I'm not going to say that mojos are the answer but I do believe they give the birds something to come to and creates some motion when they are a long ways away. We have always had goodluck with using multiple mojos in the spread. It takes the ducks eyes off of the blinds and makes them look out into the spread for a place to land rather then seeing every little movement while your in the layout blinds.


----------



## templey_41 (Jul 19, 2008)

If they are landing behind you, move your blinds back. KISS


----------



## dakotashooter2 (Oct 31, 2003)

fieldgeneral said:


> dakotashooter2 said:
> 
> 
> > Never used a mojo in my life........................never needed to....................
> ...


That's what I am saying.

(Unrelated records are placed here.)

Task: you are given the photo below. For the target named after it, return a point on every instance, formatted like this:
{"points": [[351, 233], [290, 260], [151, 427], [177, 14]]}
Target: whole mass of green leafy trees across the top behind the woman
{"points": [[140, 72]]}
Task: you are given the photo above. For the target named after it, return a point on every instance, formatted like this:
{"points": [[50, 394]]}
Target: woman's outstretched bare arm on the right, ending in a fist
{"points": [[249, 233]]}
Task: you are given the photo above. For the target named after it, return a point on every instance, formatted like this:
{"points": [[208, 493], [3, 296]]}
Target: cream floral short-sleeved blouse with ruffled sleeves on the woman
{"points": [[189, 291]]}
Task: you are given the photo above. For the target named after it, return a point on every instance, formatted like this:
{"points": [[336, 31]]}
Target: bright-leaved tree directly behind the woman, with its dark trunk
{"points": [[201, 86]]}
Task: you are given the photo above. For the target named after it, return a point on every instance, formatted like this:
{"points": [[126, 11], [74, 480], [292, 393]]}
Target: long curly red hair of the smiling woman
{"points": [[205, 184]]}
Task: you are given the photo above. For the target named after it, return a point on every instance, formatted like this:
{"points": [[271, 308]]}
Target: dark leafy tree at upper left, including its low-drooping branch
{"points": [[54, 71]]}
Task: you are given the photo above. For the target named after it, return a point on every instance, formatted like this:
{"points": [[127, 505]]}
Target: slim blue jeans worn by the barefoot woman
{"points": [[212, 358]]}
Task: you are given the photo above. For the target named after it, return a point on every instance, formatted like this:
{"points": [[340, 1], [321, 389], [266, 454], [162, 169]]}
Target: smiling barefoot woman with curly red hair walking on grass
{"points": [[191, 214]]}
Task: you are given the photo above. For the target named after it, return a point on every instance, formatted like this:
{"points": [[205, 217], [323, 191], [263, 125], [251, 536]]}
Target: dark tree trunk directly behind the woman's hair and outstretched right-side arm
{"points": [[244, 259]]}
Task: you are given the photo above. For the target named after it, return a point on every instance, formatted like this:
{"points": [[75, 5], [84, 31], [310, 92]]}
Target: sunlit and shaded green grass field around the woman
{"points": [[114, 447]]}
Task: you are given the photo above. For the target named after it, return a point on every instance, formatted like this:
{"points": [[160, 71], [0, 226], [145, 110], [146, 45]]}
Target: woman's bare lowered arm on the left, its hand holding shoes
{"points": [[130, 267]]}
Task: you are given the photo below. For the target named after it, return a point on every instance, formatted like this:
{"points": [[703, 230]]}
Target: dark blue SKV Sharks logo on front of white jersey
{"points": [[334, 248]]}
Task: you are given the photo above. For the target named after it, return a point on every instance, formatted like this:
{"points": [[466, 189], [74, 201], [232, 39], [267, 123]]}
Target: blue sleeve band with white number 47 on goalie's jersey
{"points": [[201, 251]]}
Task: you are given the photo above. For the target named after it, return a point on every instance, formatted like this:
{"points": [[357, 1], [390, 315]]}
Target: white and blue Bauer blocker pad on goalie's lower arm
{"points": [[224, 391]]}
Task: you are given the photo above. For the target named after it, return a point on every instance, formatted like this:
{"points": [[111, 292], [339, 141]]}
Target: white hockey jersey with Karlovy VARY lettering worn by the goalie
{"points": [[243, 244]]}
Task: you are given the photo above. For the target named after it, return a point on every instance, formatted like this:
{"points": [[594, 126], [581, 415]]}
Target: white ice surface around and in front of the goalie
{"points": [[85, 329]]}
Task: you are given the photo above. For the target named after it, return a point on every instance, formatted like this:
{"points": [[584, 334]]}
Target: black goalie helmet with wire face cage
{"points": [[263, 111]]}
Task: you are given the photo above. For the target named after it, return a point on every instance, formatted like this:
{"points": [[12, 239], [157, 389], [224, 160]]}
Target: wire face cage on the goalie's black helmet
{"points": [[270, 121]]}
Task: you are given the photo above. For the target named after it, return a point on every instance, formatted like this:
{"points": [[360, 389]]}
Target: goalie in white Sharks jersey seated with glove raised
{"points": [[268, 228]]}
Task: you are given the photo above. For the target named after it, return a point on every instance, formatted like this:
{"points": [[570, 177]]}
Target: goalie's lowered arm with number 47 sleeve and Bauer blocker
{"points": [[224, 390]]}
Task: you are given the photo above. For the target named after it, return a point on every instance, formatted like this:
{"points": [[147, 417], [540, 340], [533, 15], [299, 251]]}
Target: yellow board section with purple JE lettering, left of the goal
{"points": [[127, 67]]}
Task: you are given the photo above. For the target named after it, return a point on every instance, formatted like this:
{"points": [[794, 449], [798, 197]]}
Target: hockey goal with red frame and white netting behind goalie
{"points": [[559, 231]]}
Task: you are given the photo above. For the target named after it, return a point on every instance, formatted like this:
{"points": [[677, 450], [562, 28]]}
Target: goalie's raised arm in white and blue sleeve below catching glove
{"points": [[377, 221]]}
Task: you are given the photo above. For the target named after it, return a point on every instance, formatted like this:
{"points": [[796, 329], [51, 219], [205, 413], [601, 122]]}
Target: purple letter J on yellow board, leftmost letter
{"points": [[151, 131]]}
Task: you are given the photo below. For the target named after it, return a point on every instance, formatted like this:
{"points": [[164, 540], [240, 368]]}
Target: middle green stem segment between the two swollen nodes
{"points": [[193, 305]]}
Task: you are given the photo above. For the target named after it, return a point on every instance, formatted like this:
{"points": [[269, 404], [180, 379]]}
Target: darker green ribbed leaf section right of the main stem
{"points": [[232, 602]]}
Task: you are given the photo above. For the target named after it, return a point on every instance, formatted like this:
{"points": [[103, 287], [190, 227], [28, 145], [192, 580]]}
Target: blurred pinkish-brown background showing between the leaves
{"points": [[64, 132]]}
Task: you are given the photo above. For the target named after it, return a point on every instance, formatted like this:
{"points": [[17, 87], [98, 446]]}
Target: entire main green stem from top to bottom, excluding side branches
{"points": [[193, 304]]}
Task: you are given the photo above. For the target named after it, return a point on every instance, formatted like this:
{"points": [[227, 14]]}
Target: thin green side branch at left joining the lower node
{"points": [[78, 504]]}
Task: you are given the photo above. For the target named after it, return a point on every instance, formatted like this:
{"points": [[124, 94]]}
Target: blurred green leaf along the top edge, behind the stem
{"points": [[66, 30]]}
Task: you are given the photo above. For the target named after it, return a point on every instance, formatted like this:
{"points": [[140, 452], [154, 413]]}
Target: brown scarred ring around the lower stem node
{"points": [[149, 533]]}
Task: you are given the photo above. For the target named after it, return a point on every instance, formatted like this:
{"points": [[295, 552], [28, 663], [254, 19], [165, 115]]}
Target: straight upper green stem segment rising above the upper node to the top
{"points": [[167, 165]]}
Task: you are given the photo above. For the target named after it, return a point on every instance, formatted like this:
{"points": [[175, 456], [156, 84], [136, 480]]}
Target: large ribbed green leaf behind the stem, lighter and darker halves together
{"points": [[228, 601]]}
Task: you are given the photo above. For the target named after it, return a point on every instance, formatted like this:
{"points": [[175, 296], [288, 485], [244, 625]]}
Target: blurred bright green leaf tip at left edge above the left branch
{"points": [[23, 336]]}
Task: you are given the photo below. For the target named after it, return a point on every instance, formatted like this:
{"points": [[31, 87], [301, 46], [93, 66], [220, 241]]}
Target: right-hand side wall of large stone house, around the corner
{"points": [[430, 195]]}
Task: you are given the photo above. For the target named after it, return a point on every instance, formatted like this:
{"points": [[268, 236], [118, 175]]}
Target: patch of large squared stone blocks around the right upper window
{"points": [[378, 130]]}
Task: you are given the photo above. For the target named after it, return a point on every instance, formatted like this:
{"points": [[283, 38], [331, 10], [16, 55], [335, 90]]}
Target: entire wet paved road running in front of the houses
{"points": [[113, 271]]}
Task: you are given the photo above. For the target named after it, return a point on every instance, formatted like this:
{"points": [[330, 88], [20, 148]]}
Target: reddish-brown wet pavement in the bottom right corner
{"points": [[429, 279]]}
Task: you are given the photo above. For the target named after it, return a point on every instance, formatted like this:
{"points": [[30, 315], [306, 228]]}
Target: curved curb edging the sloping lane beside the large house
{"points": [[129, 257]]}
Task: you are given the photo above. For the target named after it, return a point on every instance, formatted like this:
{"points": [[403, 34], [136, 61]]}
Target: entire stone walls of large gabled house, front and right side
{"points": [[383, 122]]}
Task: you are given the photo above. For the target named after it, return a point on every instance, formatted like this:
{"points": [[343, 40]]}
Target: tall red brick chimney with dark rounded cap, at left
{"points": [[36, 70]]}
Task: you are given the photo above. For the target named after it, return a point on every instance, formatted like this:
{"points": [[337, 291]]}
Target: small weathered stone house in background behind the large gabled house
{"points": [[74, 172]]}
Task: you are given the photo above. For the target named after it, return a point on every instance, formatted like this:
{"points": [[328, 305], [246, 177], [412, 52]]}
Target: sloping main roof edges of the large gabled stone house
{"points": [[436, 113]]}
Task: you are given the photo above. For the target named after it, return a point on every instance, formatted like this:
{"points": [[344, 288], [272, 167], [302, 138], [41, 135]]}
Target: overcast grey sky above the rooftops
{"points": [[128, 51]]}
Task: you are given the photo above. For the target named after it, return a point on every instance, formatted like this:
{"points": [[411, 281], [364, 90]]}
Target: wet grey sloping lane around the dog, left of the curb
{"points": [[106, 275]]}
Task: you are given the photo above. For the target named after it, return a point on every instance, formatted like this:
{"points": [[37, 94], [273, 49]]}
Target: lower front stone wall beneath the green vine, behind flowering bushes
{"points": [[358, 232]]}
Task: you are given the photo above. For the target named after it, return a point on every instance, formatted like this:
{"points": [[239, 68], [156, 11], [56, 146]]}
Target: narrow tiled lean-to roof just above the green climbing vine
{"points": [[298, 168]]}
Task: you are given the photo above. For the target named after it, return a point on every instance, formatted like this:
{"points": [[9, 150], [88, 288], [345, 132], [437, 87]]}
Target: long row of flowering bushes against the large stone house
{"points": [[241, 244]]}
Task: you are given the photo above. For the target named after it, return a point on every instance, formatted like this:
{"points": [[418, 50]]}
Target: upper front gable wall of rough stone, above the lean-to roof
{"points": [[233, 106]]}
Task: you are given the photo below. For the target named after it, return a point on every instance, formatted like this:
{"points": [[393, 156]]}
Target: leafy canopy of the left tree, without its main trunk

If you are in the right place you shouldn't need them. And I'll admit even then the ducks don't always come pouring in but I've always managed to pull enough to be successfull. That said, I am fortunate enough to live in a state with pretty good duck numbers and sometimes it may still take 1/2 a day or more to get a limit.

i'm not condeming guys that use them I just seem to be able to manage without them so I don't mess with them.


----------



## pigeon123 (Sep 25, 2012)

I would probably go hunting and figure it out. You have a spinner and if you can't figure it out from there you should not be allowed to shoot a gun around humans. LOL It takes 0 skill to kill mallards with a spinner. The best is when guys blow on there calls. IALTO


----------



## tbossart1356 (Oct 4, 2013)

Spinner dont work like they first did. In fact, in some repsects they are perhaps a bit more problematic.


----------



## tchunter (Apr 1, 2013)

They seem to work very good for us when were hunting ducks but cause a problem when the geese start to fly


----------